Excellion Capital
- Company type: Private ownership
- Industry: Investment banking
- Founded: 2007
- Headquarters: London, W1 United Kingdom
- Products: Mergers and acquisitions, equity capital markets, restructuring, debt advisory
- Website: www.excellioncapital.com

= Excellion Capital =

British corporate finance advisory and investment firm

Excellion Capital is a boutique real estate investment firm headquartered in London. The firm focusses on real estate and asset-backed investments.

== History ==
Excellion Capital was founded in 2007 by Robert Stafler and Raffael Johnen. Stafler had previously worked at JPMorgan and JP Morgan Cazenove in investment banking, while Johnen had been a Vice President at Rothschild Investment Bank in Frankfurt. Johnen now runs Auxmoney, Europe’s largest marketplace lender.

Excellion has advised and invested in companies and assets based in the UK, Germany, France, Poland, USA, Iceland, India and Israel. Since early 2013, Stafler is the group’s sole CEO. He now leads the firm’s real estate activities together with Ashley Marks.

== Notable deals ==
In November 2020 Excellion Capital partnered with Berlin-based hotelier Amano Group to develop a new 141-room boutique hotel in London’s Covent Garden. The transformation saw Drury House, a 1980s office building, converted into a luxury hotel featuring a rooftop bar and terrace offering panoramic views over Central London. The hotel opened in May 2022.

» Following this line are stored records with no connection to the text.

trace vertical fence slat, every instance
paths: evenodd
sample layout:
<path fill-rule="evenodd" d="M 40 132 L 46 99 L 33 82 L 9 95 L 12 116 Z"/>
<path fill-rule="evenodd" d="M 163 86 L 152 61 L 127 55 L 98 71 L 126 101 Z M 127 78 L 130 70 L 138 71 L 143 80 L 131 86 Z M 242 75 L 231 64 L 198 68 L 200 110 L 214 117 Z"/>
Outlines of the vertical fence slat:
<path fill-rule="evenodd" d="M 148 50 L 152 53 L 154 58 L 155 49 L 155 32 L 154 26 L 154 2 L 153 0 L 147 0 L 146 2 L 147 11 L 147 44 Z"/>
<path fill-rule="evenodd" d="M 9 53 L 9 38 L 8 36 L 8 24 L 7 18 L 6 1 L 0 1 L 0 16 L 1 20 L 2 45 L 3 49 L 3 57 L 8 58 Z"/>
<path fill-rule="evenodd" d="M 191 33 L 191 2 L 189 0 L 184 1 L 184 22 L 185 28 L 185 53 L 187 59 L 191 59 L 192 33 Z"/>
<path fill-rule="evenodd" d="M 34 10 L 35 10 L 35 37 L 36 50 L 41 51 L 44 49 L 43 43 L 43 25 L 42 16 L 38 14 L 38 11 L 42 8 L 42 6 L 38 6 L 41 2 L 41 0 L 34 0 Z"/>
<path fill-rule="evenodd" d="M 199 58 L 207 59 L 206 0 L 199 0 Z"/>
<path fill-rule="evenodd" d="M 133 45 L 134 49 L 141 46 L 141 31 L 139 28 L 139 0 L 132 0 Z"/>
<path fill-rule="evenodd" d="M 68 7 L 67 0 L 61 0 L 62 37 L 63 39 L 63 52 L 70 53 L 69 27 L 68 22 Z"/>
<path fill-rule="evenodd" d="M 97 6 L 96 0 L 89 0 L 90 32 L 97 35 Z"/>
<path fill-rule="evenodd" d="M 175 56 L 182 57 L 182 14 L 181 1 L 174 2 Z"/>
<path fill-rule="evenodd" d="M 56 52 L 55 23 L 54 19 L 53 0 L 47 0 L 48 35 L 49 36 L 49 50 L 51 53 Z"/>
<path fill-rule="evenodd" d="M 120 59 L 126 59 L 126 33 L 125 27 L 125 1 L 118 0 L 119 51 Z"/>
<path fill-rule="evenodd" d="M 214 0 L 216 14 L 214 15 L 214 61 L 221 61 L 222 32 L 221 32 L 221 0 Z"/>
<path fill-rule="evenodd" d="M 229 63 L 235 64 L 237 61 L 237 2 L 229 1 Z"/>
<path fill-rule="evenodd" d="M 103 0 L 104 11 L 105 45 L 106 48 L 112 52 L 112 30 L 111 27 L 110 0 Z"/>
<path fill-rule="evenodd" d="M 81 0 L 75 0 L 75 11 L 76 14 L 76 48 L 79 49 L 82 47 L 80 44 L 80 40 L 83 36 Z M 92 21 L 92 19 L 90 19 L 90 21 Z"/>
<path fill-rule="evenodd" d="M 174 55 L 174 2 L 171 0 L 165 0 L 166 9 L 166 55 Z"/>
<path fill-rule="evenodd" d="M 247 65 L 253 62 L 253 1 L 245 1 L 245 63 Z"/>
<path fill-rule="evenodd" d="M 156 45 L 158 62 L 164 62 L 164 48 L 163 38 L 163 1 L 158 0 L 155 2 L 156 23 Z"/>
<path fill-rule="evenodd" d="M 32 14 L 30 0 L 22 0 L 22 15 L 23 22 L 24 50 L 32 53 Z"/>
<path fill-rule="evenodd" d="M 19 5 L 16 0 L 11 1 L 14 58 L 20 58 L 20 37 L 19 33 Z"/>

In June 2022 Excellion Capital supported Manchester social impact real estate firm HSPG in its £70m acquisition of 592 homes across the country. The acquisition was undertaken to repurpose the homes into low-level supported housing, thereby supporting 18 local authorities in providing supported accommodation.

In August 2022 Excellion Capital arranged a £110m credit facility for Red Oak Taverns, an independent operator of more than 200 pubs across the UK. £50 million of the facility serves as an acquisition facility to drive the purchase of new assets and new investment, including capital expenditure into the existing estate.